What does understaffing actually cost a dental practice?

The direct cost is easy to frame: fewer clinical hours mean fewer patient appointments. But the indirect cost runs deeper. According to Planet DDS's 2025 Dental Industry Outlook, case acceptance rates and patient volume were identified as two of the top revenue variables practices tracked closely in 2024 and into 2025. Both metrics are downstream of staffing. A hygienist vacancy means recall appointments get delayed or rescheduled, and delayed recalls mean treatment needs go undiagnosed. Undiagnosed needs cannot be accepted or scheduled, which compresses revenue without a single billing error ever occurring.

There is also a reputation dimension that does not get discussed enough. When a practice is short-staffed, wait times stretch, phone hold times increase, and patients who feel rushed or underserved leave reviews that reflect the experience, not the intention. A practice that is genuinely working hard but running thin on staff often looks disorganized to a patient who waited 20 minutes past their appointment time. That perception problem then affects new patient conversion, because prospective patients read reviews before they book.

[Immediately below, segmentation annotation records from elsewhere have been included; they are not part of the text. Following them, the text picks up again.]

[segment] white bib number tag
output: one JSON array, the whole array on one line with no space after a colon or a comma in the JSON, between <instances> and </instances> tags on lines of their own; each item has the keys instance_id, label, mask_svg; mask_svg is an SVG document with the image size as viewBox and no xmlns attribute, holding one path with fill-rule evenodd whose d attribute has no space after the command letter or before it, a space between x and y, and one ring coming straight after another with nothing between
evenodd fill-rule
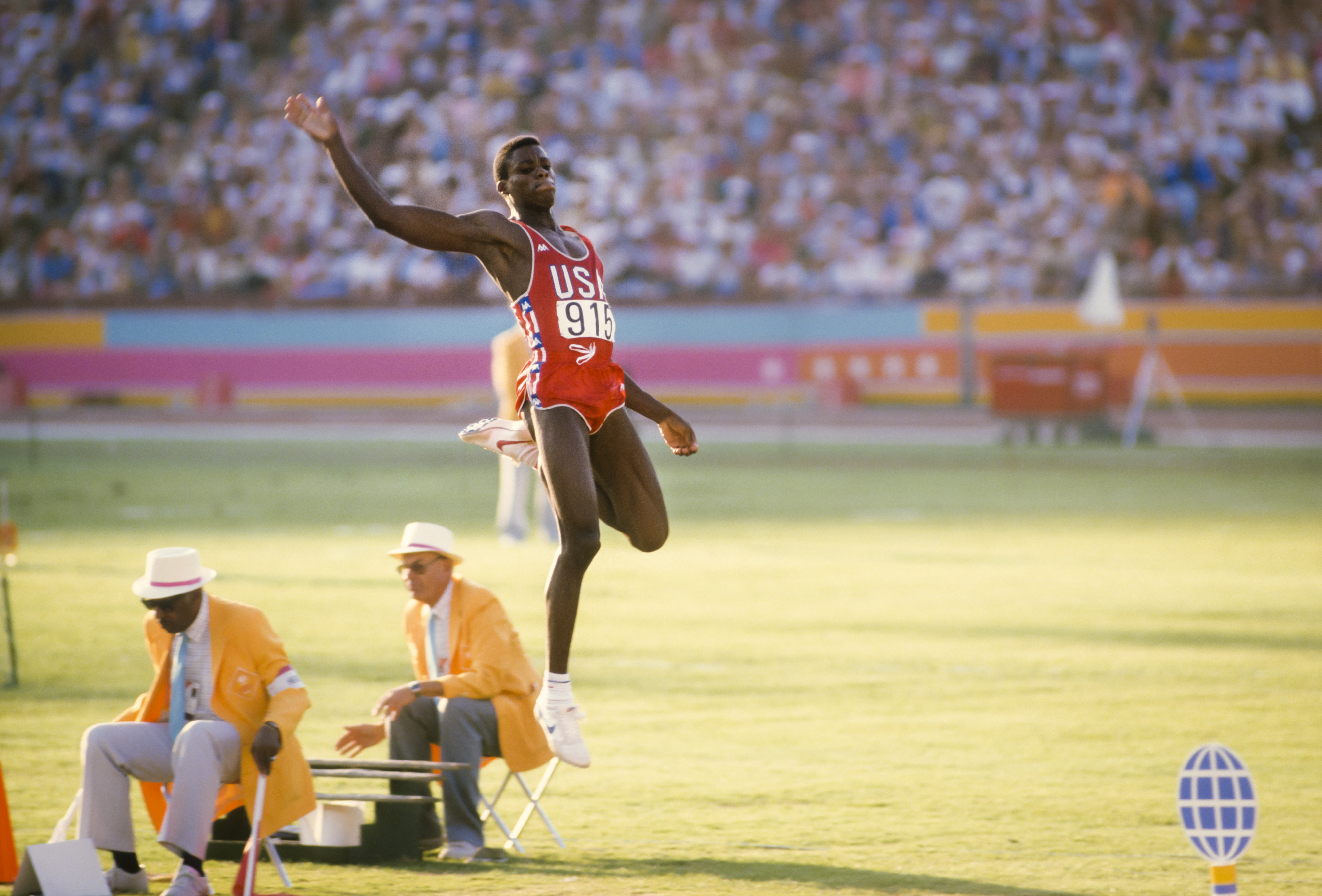
<instances>
[{"instance_id":1,"label":"white bib number tag","mask_svg":"<svg viewBox=\"0 0 1322 896\"><path fill-rule=\"evenodd\" d=\"M607 301L568 299L555 303L555 320L567 340L605 340L615 342L615 317Z\"/></svg>"}]
</instances>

What are practices doing to compete for staff?

The practices holding their own on hiring are doing a few things differently. First, many are treating compensation transparency as a recruiting tool, posting salary ranges in job listings rather than negotiating blind. In a market where candidates are weighing multiple offers simultaneously, burying the number costs practices candidates who will not wait for a phone screen to find out if the role is worth pursuing.

Second, some independent practices are formalizing what DSOs have had for years: defined career paths, CE reimbursement, and scheduling flexibility. According to Becker's Dental 2025, retention of existing staff will be as critical as new hiring through 2026, because losing a trained assistant mid-year is far more disruptive than a slow hire in January. Practices that document onboarding, cross-train where possible, and build in scheduled check-ins on workload are reporting lower turnover than those that operate on institutional memory alone.

Third, a growing number of practices are revisiting their scheduling model. Extending hours to evenings or Saturdays, even one day per week, can make a position more attractive to candidates who are working part-time elsewhere or managing family schedules. It also opens appointment slots that capture patients who cannot come in during standard business hours, which partially offsets the volume lost to staffing gaps.

Why This Matters for Dentists

The workforce shortage is not going to resolve itself by the middle of 2026. According to the ADA Health Policy Institute 2025, workforce supply and demand dynamics in dentistry are expected to remain out of balance for the foreseeable future, with hiring difficulty concentrated in hygienists and dental assistants. Independent practices that treat staffing as an operational priority rather than an HR afterthought will be better positioned to hold patient volume, protect case acceptance rates, and avoid the reputation damage that consistently comes with service delivery under capacity.

The practices most at risk are those running at full production on paper but quietly absorbing the cost of short-staffed days through deferred recalls, slower phone response, and provider burnout. Getting ahead of that cycle means treating your next open position the way you would treat a equipment purchase: with a defined budget, a clear timeline, and a plan for what happens if the role stays open longer than expected.